It’s not quite a case of “if it ain’t broke don’t fix it”, but trainer Tony Cruz stressed there won’t be a drastic change of tactics when unbeaten Pakistan Star returns for his highly anticipated third career start on Sunday at Sha Tin.
Pakistan Star has overcome slow startswith spectacular finishing bursts, but Cruz and jockey Matthew Chadwick have worked hard to ensure the young horse steps away more cleanly from the barriers.
Cruz maintains even if Pakistan Star does step with the field this time, Chadwick will be instructed to allow the big-striding son of Shamardal time to relax at the tail of the field and then release the horse’s trademark booming finish at the top of the straight.
“We want him to jump with the field, but we don’t want to go overboard with changes,” Cruz said. “If he is slow, let him be, this is how he races; he starts slow but then comes home at 100 miles per hour.
“He should jump with them, but he won’t be anywhere near the speed. He has drawn 10, he hasn’t got the early speed anyway, so the instructions will be ‘sit last and come home fast’, just like before.”
Pakistan Star has reached an unprecedented level of popularity already and jumped more ratings points than Cruz’s former star Silent Witness did after his first two starts.

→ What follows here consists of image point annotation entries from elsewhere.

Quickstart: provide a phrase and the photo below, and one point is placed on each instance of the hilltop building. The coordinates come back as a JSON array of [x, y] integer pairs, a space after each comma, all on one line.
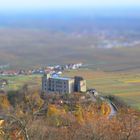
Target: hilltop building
[[57, 84]]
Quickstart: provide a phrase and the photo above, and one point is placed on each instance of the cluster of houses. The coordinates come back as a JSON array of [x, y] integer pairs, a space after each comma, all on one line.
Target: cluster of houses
[[57, 69]]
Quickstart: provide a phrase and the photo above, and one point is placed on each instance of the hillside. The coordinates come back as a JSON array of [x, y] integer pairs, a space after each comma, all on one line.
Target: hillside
[[69, 117]]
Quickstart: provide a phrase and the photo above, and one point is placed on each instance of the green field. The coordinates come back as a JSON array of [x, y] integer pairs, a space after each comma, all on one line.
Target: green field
[[17, 82], [124, 85]]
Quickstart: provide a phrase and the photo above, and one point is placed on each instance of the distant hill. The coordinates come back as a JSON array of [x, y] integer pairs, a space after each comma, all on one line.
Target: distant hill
[[106, 43]]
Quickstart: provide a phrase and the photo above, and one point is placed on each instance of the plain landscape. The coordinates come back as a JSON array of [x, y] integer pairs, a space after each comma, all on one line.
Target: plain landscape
[[106, 44]]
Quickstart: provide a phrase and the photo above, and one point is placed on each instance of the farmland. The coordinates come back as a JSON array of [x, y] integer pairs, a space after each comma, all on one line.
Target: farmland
[[16, 82], [124, 85]]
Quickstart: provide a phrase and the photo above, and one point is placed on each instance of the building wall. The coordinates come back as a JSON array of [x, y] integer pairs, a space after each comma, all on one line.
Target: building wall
[[63, 85], [82, 86], [50, 84]]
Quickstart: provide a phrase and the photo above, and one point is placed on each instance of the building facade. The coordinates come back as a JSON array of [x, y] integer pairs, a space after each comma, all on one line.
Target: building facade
[[58, 84]]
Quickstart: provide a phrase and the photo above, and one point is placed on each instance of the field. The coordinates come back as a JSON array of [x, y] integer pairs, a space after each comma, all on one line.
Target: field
[[17, 82], [124, 85]]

Now on a rating of 87, Pakistan Star will carry 125 pounds against older and more experienced horses in the Class Two Woodpecker Handicap, the last race of the day on Sunday, as Cruz keeps the gelding at 1,400m.
Cruz has complained about what he sees as harsh treatment by the handicapper, but despite the task ahead of Pakistan Star, Chadwick seems supremely confident the new star can handle the step up in grade.
“There is a lot of expectation, but I have faith in the horse’s ability,” said Chadwick, who agreed that tinkering with tactics wasn’t necessary.
“We won’t change the winning formula, and because I have that faith in him, I will ride him the same way as I have before.
“We have done a lot of work with him in the gates but I don’t think it will make much difference to the way he jumps. I think he is still going to come out in a similar way.
“It shouldn’t matter the way he jumps anyway; if you look at it on paper, the way he has been winning and his racing style, he has been rattling off sectionals that only great horses can match.
“If he can tack on to the field at the last 500-400m he is a chance, because he has one of the best finishes in Hong Kong at the moment. It’s a sprint that only the champions have.”
Pakistan Star’s trackwork and demeanour seem to have an extra sharpness since the horse last stepped out, but Chadwick said race day could be a different story.
“He really has his own character,” Chadwick said. “So even though he seems much more aware of what he is doing now, whether or not he brings it to the races will be interesting.
“But one thing for sure is that he is fitter, we have got him as fit as we can have him be at this stage.”